The pain of browsing over EDGE is greatly exaggerated. It doesn't take Phone Scoop noticeably longer to load in Safari over EDGE than it did to load on the Sprint Mogul over EV-DO. Browsing using Wi-Fi is just as fast as on your PC.

Using Safari makes mobile browsing into a completely new experience. It's true there are a number of other browsers for phones that can navigate to desktop websites and even reformat them for the phone's screen, but nothing works as well Safari does. At times it has literally left me speechless. Although it does not support Flash, or some advanced dynamic web 2.0 technologies, Safari still provides an excellent mobile browsing experience.

Bookmarks are synced from your desktop computer and as you start to enter a URL in the title bar they are filtered so you can quickly select one. (Why doesn't contacts work this way?) You can have multiple windows open, each displayed as a flickable preview on the the tabs screen. This is similar to how the history browser works on the S60 browser.

When Safari loads a page, it draws as much as will fit on the screen at once, as we said earlier, scrolling to another part of the page may take a few seconds to draw. When you pinch or tap to zoom in, the zoomed in area is instantly drawn at the current (zoomed out) resolution, so text and images are blurry, but then it is replaced with sharp versions in a second or two.

While pinching is certainly a fun way to zoom, it's usually faster to just double-tap, which intelligently zooms in or out to exactly the zoom level you want (it's like it reads your mind; it's almost spooky.) Between that, flicking to scroll, and being able to flip to landscape mode with a turn of the wrist, mobile browsing that would be painful on other devices is downright fun on the iPhone.

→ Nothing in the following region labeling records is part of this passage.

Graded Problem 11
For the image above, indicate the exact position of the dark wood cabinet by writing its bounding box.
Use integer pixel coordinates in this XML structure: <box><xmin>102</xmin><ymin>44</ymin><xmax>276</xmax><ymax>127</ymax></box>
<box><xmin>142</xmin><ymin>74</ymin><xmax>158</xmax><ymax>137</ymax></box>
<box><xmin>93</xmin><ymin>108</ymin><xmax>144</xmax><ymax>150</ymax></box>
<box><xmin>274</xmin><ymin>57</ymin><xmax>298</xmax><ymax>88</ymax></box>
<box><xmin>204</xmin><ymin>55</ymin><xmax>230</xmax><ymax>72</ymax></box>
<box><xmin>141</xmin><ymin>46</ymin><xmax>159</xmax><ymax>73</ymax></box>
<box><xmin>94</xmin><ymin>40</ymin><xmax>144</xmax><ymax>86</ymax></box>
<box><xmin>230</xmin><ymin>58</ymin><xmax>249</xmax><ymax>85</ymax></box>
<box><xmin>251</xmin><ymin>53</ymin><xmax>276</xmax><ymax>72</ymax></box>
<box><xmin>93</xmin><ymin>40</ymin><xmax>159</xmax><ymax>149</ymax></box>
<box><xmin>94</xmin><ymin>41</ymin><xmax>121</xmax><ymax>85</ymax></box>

While Safari works perfectly well with mobile formatted sites that you can go to directly, most sites that auto-detect mobile browsers will serve you up the desktop version. In most cases this isn't a problem, since Safari handles desktop sites so well. But sometimes, for instance with Gmail, we would have preferred a small-screen formatted version and had no way to switch to it.

 

Customization

As we said earlier, you don't see the home screen very often, but you can customize the photo background on it, selecting from pre-loaded pictures or any shot you've taken or loaded from your computer in the photo gallery.

You can load your own wallpapers, but you cannot load your own ringtones. You are limited to the 25 or so ringtones that come stock on the phone. These tunes range from sound effects to musical snippets. These are also used for alarms as well. There are sound effects for new SMS, email, voicemail and more, however those are not even changeable. You can only turn the default sound off or on.